Anyway, I like Mnemnosyne’s “third option” of letting the peaceniks get smashed, THEN smash the purifiers. Only problem is if there are the kids in the village. They shouldn’t get slaughtered because their parents were tools.
That was the obvious conclusion to be drawn, but I didn’t bother pointing it out; it would just have led to a long public lecture in church. Also, this particular minister publicly and shamelessly decried the use of logic. He’d EXPLICITLY say that logical thinking was the tool of the devil.
I don’t get the problem either, but from a different direction. He’s already promised to not kill someone unless he has to. That means that he is already going to try to do what they ask, unless he just can’t.
And the villagers are right. At those power levels, there is no reason he can’t deal with them without killing them. If he really is going to keep his word about not killing someone he doesn’t have to, then he is not going to wind up killing anyone.
At the very least, he is not going to be killing anyone on purpose, so there is no conflict in the pacifists’ morality and his.
If, for some reason, they are stupid and blame themselves for the guy’s accidental actions–and I’d hate to be around these guys when someone has an accident–then it’s their morality and they have to deal with that blame themselves.
In no way should our superhero intentionally kill these people or intentionally let them die, as then he’s failed to live up to his own stated morality, as he killed them when he didn’t have to.
I find the whole ‘saved’ and ‘unsaved’ thing somewhat strange and open to abuse.
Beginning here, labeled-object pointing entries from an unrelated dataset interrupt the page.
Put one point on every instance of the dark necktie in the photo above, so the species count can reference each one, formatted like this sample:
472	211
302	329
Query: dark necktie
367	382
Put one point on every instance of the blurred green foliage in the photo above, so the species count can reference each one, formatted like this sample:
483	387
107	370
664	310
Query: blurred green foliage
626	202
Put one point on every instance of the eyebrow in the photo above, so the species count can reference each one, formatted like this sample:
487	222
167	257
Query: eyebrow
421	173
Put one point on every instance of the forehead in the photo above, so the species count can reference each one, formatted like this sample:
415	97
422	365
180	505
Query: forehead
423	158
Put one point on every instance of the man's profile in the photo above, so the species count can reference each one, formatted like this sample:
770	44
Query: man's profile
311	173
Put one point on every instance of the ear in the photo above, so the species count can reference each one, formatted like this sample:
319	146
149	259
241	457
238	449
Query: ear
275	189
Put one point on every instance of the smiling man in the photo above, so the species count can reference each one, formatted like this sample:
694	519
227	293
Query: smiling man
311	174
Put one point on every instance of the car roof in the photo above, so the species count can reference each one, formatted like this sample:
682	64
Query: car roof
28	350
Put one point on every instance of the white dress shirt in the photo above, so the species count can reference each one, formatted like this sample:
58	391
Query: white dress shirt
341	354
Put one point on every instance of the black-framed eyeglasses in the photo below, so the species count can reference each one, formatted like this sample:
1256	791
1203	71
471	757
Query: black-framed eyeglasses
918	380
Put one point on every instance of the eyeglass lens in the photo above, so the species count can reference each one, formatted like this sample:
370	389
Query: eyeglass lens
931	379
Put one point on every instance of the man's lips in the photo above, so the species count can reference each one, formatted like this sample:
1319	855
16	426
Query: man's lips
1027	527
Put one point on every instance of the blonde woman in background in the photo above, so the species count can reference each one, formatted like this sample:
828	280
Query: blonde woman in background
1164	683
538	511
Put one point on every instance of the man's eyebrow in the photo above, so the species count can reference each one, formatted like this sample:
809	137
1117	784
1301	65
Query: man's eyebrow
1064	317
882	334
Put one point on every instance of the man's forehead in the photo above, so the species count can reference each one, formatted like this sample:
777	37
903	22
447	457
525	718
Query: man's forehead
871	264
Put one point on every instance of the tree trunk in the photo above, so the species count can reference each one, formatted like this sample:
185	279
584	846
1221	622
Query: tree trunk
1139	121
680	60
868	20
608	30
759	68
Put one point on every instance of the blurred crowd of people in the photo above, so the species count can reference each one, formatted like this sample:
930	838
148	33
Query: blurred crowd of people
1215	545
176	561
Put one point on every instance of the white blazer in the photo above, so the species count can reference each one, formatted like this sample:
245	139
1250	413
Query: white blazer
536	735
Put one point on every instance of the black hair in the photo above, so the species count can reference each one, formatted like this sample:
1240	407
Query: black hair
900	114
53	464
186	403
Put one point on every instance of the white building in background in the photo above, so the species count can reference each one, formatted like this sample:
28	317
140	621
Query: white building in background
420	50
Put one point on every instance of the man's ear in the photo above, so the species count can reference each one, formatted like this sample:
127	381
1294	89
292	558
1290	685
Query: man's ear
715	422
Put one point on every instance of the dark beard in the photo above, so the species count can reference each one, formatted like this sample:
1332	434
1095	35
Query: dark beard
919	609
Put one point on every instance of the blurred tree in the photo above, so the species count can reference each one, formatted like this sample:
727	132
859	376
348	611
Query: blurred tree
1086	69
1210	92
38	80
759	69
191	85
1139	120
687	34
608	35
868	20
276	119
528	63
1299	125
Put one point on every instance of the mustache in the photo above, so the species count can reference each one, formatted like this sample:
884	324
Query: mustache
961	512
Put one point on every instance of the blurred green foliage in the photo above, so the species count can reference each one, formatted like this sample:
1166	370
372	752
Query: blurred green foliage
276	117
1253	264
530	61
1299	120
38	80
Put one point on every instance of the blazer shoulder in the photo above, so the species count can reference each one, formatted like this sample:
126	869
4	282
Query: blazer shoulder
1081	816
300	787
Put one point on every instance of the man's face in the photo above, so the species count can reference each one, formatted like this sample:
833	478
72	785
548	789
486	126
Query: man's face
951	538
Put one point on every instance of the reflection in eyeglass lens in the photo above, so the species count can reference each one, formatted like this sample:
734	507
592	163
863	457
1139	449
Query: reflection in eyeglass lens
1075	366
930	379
I recall reading a book about The Troubles in Northern Ireland, the author interviewed an imprisoned Loyalist terrorist leader who stated that he had been ‘saved’ in his teenage years and as such he was already guarented a place in heaven as his status as a saved person could not be removed. Therefore he could do whatever he wanted without incurring sin, when asked if this included murder he just smirked.
I guess people can rationalise anything.
What is he going to do to stop the Purifiers without letting any of the villagers be harmed? Genuine non-snarky question.